The Political Landscape
Coolidge had ascended to the presidency one year earlier after the unexpected death of Ohio's Warren G. Harding in a California hotel room.
We were one of the largest cities in the country, we were a powerhouse in Republican politics as well as nationally on the industrial stage we were simply an arrived city that was showing its stuff the way we were used to.
In a time of economic growth, Coolidge's politics - and his tax reduction polices – were popular.
"I want the people of America to be able to work less for the government and more for themselves."
Here’s the president from his first recorded speech that same year.
"I want them to have the rewards of their own industry… This is the chief meaning of freedom," he said.
After a brief run at the nomination by Senators Hiram Johnson of California and Wisconsin's Robert La Follette – 1,109 delegates made their way to Cleveland, overwhelmingly supporting Coolidge.
But who 'they' were was an issue, because if there was to be a battle on floor 92 years ago, it was derived from a complaint that we still hear from some Republican opponents.
A characterization that women and African Americans, don't get the respect deserved… and weren't as populous among delegates as perhaps they should have been.
It all meant that for the first time since Abraham Lincoln's Presidency, the Black vote wasn't a sure thing for the G-O-P.
"Which was really kind of a problem, because of course this is a time period where African American activism and intellectual circles was really reaching its Zenith. This is the time period of the Harlem Renaissance, the NAACP had been founded just ten years before. Civil Rights movements that were led by people like W.E.B. Dubois were really seeking activism, and they really only had one choice politically, which was the Republican Party, but in many ways they were really sidelined and marginalized…."
And though many of them were relegated to 'hostess duties', some 76 years after the first Women's Rights convention in Seneca Falls, NY - 118 women were in Cleveland – as delegates.
"….So women had gotten the right to vote in 1920, and women before that had already been active in some of the western states, and so we see for the first time at a National Convention, women as delegates."
The Search for a VP
For either race or gender - the big floor battle proved to be – Who would be on the ticket as Vice President?
President Coolidge wanted Idaho Senator William E. Borah, but, he said no.
The party then nominated Illinois Governor Frank O. Lowden.
He refused to accept the position: an act no other VP nominee has repeated since.
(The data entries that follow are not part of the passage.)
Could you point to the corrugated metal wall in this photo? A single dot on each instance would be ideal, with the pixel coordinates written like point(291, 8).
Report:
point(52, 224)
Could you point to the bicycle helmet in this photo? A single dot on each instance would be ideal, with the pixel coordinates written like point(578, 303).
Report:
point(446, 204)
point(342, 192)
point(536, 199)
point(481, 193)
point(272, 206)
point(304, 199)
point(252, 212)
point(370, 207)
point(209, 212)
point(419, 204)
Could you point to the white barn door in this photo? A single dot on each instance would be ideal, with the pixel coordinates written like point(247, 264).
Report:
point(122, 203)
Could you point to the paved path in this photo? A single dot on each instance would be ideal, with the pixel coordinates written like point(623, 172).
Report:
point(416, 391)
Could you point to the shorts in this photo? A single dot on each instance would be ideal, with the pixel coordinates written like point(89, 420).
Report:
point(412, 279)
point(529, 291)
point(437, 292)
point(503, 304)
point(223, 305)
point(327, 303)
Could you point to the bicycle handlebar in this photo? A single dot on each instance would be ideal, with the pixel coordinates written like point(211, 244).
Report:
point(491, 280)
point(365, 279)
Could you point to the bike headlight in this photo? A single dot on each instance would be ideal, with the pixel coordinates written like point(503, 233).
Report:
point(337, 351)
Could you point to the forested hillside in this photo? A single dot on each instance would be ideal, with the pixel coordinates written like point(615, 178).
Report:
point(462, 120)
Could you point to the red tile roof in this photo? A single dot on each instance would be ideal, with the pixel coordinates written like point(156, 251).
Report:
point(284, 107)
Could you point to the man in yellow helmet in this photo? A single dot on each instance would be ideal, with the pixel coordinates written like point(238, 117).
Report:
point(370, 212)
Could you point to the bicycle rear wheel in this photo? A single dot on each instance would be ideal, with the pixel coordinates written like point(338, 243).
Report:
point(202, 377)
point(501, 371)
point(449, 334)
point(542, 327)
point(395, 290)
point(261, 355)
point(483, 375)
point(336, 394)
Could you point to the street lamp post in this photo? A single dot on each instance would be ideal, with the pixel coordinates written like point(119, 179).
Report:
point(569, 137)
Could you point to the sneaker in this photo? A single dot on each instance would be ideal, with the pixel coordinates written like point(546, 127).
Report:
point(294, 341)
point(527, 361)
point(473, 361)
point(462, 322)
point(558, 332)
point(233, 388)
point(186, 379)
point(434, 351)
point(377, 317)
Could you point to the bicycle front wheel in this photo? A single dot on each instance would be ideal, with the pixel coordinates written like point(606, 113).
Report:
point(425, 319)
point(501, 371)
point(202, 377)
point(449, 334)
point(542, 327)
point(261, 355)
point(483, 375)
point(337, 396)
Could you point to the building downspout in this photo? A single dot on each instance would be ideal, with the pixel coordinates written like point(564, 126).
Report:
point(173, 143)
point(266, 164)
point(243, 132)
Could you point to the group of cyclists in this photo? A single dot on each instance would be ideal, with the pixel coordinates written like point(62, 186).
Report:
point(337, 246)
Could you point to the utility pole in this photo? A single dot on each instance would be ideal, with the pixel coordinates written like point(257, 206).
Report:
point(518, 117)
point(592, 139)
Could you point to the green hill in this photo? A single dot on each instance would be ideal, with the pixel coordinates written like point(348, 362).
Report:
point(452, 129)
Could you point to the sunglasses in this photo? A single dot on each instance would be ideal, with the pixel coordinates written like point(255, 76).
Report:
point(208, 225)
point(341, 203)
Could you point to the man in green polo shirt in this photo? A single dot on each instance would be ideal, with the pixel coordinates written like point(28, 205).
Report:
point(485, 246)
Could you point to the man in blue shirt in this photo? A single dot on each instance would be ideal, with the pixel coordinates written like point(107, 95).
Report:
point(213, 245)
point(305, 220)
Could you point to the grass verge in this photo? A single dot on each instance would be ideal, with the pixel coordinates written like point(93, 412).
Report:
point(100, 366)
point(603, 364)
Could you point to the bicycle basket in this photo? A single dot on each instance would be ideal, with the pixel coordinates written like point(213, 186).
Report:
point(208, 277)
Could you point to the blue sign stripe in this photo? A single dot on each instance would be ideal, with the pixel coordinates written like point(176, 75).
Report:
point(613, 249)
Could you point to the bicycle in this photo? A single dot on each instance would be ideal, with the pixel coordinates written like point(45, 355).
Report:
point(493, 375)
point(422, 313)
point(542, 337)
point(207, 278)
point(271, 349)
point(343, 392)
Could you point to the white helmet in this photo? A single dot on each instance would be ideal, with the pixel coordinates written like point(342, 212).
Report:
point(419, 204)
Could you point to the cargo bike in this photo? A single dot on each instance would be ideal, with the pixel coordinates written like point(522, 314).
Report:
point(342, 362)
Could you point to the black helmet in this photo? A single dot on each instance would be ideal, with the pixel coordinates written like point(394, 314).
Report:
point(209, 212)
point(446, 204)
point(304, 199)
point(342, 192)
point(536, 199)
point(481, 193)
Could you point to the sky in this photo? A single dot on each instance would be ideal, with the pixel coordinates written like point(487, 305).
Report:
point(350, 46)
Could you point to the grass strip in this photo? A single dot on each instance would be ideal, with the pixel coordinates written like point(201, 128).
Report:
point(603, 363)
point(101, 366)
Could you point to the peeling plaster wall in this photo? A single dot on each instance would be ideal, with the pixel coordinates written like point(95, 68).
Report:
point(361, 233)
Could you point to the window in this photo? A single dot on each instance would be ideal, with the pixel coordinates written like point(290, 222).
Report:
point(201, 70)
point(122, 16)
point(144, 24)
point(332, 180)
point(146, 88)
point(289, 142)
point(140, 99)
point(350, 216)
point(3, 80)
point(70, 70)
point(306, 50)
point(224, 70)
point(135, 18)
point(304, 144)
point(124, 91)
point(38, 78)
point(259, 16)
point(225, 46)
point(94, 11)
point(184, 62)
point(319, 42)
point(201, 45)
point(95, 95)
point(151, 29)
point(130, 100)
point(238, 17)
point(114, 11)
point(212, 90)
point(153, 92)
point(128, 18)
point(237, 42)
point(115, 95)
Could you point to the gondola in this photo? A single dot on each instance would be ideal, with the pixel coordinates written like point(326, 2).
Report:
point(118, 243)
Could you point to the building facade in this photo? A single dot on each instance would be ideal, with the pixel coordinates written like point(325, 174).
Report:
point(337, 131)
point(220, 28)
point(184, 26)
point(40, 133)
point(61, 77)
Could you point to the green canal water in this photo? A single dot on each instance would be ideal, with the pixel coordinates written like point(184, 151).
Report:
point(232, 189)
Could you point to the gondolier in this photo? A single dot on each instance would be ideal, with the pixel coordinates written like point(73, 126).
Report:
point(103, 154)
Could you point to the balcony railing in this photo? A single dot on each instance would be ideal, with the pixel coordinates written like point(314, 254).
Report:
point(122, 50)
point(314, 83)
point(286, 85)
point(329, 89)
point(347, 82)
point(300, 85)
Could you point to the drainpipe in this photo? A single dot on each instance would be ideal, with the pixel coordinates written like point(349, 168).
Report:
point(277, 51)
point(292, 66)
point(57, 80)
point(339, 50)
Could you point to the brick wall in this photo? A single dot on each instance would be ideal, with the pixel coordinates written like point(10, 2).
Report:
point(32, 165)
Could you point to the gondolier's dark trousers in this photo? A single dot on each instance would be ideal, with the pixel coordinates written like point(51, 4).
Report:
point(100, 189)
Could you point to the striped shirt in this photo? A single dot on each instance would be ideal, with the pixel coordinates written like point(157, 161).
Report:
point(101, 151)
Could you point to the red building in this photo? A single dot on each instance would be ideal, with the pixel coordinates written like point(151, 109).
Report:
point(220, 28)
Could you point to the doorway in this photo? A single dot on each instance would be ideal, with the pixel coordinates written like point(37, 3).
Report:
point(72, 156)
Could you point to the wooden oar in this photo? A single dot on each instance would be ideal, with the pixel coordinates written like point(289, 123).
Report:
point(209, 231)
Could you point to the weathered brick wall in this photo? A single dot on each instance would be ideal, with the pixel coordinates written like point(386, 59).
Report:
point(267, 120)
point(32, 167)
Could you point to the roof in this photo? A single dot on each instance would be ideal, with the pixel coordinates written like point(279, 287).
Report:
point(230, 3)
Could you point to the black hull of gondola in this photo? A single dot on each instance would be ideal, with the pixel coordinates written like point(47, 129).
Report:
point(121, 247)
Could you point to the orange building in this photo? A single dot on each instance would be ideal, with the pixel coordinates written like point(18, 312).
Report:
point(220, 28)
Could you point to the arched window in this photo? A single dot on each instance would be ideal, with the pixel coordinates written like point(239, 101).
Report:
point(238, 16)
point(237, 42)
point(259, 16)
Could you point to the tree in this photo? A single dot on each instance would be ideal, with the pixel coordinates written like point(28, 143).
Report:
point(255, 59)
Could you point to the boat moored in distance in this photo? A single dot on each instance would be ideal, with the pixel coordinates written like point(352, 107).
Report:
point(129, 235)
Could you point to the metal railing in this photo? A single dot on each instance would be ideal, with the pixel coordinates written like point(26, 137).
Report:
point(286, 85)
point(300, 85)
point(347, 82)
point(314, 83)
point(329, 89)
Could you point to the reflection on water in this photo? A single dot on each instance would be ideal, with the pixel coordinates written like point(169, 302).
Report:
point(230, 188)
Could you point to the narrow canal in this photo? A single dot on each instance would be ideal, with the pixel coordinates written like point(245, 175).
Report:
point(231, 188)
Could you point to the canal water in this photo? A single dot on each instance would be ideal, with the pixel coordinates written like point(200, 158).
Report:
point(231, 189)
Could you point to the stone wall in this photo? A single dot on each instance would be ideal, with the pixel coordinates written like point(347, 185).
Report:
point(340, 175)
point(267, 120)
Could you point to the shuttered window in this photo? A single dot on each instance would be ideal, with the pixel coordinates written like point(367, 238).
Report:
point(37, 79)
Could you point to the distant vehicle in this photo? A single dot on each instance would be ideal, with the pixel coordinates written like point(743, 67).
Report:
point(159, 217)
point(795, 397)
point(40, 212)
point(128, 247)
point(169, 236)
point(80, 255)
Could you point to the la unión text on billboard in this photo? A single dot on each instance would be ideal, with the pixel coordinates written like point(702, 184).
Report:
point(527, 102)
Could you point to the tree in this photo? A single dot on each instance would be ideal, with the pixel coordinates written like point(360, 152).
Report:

Eventually, Brigadier General Charles G. Dawes was chosen – though neither he nor the president was in Cleveland, a common custom at the time for office-seekers.
Coolidge stayed in Washington and listened to the radio… A first for any convention – as Cleveland's WTAM and WJAX originated radio broadcast proceedings from the floor.
Approximately 18 other stations heard the convention on AT&T affiliated stations, with even fewer listening to RCA stations.
Calvin Coolidge went on to win the 1924 election over Democrat John Davis, who took the ten southern states, Texas, and Oklahoma.
And LaFollette, who ran as an independent when the GOP chose Coolidge, won only his home state of Wisconsin.